REPUBLIKA.CO.ID, JAKARTA -- Sepanjang sejarah perkembangan ilmu kedokteran dalam peradaban manusia terdapat kode etik yang telah disepakati sekalipun secara tidak tertulis. Terdapat sifat mendasar yang melekat secara multak pada diri seorang dokter. Beberapa sifat ketuhanan sering diidentikkan pada pribadi dokter, seperti bijaksana, kemurnian niat, keluhuran budi, profesionalisme, integritas ilmiah dan sosial, serta kesejawatan yang tidak diragukan.
Etika tersebut dari masa ke masa mengutamakan penderita yang berobat serta demi keselamatan dan kepentingan penderita. Etika ini sendiri memuat prinsip-prinsip, yaitu beneficence, non maleficence, autonomy, dan justice. Taruh saja, misalnya, sosok Inhotep dari Mesir, Hippocrates dari Yunani, dan Galenus dari Roma merupakan beberapa ahli pelopor kedokteran kuno yang telah meletakkan sendi permulaan untuk terbinanya suatu tradisi kedokteran yang mulia.
Pada zaman keemasan Islam, berbagai etika tersebut dielaborasikan dan disempurnakan dengan ajaran dan prinsip-prinsip Islam. Adalah Abu Bakar Muhammad bin Zakariyya ar-Razi 313 H/925 M, pelopor kedokteran di dunia Islam selain Ibnu Sina, mengarang sebuah kitab yang berjudul Akhalaq At Thabib. Kitab asli yang berjudul Risalat li Abi Bakar Muhammad bin Zakariyya Ar Razi ila ba'dhi talamidzihi berisi tentang petuah bijak sang maestro terkait pola interaksi antara pasian dan dokter berikut prinsip-prinsip yang harus diperhatikan oleh kedua belah pihak.

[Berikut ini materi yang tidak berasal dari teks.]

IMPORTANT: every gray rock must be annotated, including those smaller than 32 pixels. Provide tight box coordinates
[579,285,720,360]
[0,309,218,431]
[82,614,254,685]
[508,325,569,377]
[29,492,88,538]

Dalam konteks buku ini, murid yang dimaksud dan sering dijadikan tujuan surat ialah Abu Bakar bin Qarib ar-Razi. Salah satu murid kesayangannya tersebut, kala itu, sedang menerima panggilan dari pemimpin Khurasan untuk memegang jabatan sebagai kepala kedokteran atas permintaan penguasa wilayah Persia saat itu. Sayangnya, ar-Razi sendiri-seperti kebiasaannya di setiap karyanya-tidak menyebutkan siapakah pemimpin yang dimaksud.